Goldman Sachs is already under significant public scrutiny following allegations of fraud laid by the US Securities and Exchange Commission (SEC) concerning its handling of the Abacus 2007-AC1 CDO, which had a limited number of investors but is alleged to have been created with the knowledge that it would be shorted by Paulson & Co, when investors on the long side were not aware.
The UK's Financial Services Authority has confirmed it is also investigating the UK division of Goldman Sachs, while German regulatory authorities may get involved too.
The narrow range of claims filed by the SEC are complex as they allege Goldman created a CDO which were designed to lose money even though other parties were not aware of the possible shorting or the other party involved.
However, Goldman has answered claims by arguing ACA Capital Management, the largest investor and IKB, the German bank, were given "extensive disclosure" about the underlying mortgage securities, particularly as ACA is said to have approved the portfolio, while investors understood the synthetic CDO could include a long and short side.
This is unlikely to be enough to sway investors in Goldman Sachs, however, according to Thomas Dubbs, partner at legal firm Labaton Sucharow.
He said work on class action lawsuits by major US state pension funds could start as early as next week, alleging misinformation has affected the company's share price. Goldman's share value has rebounded a fraction since the allegations surfaced last Friday (16 April) but was still down at least 12% by 16:00 CET today.
"I would anticipate a class action to be initiated within the US over the course of the next week," said Dubbs. "Thereafter, I would anticipate major state pension funds and other institutions to vie for leadership of that case."

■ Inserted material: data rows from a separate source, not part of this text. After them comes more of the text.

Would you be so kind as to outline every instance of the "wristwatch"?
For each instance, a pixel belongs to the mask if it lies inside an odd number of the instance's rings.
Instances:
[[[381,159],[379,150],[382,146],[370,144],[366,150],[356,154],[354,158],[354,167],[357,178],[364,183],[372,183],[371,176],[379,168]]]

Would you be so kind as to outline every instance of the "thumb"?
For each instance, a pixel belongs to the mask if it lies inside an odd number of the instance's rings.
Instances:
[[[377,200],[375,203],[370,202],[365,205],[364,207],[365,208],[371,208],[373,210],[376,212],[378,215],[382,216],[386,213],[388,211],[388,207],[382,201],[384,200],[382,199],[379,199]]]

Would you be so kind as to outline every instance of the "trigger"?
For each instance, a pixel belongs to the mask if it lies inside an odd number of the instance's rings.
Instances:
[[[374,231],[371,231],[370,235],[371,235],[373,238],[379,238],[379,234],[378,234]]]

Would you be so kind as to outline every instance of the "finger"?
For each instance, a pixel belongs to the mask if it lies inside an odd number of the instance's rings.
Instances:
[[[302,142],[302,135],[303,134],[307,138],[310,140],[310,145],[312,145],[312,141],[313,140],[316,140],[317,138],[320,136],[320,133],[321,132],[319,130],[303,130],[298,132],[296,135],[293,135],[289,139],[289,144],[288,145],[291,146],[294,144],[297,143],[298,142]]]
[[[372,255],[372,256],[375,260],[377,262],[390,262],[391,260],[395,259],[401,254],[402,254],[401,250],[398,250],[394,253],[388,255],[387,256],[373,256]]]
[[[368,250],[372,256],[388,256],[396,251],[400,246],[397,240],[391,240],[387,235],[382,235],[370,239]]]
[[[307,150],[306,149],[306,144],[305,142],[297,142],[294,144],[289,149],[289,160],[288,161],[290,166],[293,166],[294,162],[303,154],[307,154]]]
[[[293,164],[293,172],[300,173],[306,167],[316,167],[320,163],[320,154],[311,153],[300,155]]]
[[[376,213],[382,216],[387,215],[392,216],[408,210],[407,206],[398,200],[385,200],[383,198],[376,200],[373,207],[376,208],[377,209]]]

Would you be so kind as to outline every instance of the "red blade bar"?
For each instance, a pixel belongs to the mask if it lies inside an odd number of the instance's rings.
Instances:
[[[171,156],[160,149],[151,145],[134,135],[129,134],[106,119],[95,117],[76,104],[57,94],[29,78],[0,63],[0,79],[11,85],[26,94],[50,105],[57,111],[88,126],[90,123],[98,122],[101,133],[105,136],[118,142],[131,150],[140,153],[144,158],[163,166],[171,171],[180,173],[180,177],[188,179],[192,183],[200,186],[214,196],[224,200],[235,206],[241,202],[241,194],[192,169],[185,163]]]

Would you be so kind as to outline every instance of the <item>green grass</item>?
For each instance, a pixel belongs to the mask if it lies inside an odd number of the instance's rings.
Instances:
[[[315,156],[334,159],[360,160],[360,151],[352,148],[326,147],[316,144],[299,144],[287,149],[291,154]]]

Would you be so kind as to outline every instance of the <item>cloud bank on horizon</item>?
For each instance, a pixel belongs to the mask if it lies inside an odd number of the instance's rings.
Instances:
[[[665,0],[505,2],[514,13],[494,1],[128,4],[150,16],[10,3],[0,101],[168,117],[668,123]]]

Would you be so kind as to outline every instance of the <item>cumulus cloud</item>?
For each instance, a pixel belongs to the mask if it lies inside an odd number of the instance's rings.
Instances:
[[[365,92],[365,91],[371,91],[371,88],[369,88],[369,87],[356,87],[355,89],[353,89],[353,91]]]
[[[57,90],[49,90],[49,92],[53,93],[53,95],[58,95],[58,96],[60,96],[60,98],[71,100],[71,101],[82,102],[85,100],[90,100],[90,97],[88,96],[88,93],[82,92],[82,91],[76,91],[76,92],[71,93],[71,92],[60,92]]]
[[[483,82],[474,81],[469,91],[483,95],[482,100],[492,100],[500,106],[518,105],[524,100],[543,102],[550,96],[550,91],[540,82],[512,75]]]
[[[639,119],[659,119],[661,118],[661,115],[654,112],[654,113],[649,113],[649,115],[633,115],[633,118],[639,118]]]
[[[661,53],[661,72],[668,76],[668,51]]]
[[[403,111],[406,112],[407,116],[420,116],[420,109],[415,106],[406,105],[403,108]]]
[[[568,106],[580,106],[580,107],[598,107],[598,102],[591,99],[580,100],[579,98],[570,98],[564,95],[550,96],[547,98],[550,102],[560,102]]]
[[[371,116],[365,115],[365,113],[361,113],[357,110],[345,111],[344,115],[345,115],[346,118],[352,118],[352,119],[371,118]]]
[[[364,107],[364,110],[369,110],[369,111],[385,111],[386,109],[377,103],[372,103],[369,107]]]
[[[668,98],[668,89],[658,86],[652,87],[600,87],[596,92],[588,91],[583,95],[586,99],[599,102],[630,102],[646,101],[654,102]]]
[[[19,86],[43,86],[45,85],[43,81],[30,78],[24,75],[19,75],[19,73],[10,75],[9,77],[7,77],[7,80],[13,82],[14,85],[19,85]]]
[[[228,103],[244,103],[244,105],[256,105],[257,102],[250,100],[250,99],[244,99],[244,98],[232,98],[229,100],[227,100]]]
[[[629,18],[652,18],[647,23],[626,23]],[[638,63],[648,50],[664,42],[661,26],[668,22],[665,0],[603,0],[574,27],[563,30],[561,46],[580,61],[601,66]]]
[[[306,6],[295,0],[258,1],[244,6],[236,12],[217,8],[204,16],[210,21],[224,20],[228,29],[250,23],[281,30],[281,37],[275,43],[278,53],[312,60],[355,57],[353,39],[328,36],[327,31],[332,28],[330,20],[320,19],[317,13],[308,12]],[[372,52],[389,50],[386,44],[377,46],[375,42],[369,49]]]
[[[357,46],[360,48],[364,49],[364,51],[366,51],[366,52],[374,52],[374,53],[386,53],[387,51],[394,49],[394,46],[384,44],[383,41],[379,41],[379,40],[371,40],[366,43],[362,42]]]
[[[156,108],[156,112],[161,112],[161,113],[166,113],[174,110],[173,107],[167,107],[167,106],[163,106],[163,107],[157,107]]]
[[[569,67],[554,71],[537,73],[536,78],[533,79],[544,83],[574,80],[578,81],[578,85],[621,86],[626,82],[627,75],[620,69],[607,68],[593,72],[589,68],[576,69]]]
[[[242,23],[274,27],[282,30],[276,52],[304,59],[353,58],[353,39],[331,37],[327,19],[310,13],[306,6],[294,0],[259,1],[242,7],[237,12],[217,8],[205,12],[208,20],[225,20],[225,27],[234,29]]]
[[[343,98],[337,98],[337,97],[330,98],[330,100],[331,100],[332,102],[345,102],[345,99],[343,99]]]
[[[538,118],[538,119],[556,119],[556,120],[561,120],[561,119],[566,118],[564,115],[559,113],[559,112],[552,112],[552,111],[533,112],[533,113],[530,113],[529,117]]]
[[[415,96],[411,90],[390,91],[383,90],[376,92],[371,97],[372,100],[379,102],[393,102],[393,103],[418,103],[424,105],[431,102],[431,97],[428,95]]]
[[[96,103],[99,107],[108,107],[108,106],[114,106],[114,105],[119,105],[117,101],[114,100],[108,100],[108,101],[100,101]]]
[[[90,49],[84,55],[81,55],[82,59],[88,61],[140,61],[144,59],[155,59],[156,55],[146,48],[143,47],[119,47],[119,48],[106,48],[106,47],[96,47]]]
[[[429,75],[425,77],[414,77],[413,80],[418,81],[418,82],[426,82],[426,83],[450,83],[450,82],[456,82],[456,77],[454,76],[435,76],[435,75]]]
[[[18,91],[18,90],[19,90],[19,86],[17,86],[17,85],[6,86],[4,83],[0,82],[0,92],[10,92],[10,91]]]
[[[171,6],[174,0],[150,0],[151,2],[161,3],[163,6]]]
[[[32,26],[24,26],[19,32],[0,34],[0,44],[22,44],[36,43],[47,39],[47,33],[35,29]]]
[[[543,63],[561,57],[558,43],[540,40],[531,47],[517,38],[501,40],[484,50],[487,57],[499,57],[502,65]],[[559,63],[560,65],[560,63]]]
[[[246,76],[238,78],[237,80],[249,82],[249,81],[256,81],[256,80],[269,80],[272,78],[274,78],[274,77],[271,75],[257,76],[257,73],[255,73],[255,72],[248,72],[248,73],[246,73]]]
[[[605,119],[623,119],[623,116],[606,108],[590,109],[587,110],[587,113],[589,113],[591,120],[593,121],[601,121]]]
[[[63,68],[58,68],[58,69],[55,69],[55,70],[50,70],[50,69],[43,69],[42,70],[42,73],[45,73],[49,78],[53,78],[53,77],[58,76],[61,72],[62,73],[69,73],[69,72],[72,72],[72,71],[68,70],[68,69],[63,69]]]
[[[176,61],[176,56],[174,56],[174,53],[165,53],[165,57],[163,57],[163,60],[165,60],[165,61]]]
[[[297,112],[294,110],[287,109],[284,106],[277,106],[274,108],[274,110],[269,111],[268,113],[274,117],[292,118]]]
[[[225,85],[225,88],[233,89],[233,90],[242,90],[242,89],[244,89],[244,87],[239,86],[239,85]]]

He continued: "These institutions, as well as the market in general, seem to believe the Abacus situation reflects a more systemic situation at Goldman."
Goldman has strenuously denied any misinformation and fraud claims made concerning this particular CDO transaction and stated: "We are disappointed that the SEC would bring this action related to a single transaction, in the face of an extensive record which establishes that the accusations are unfounded in law and fact."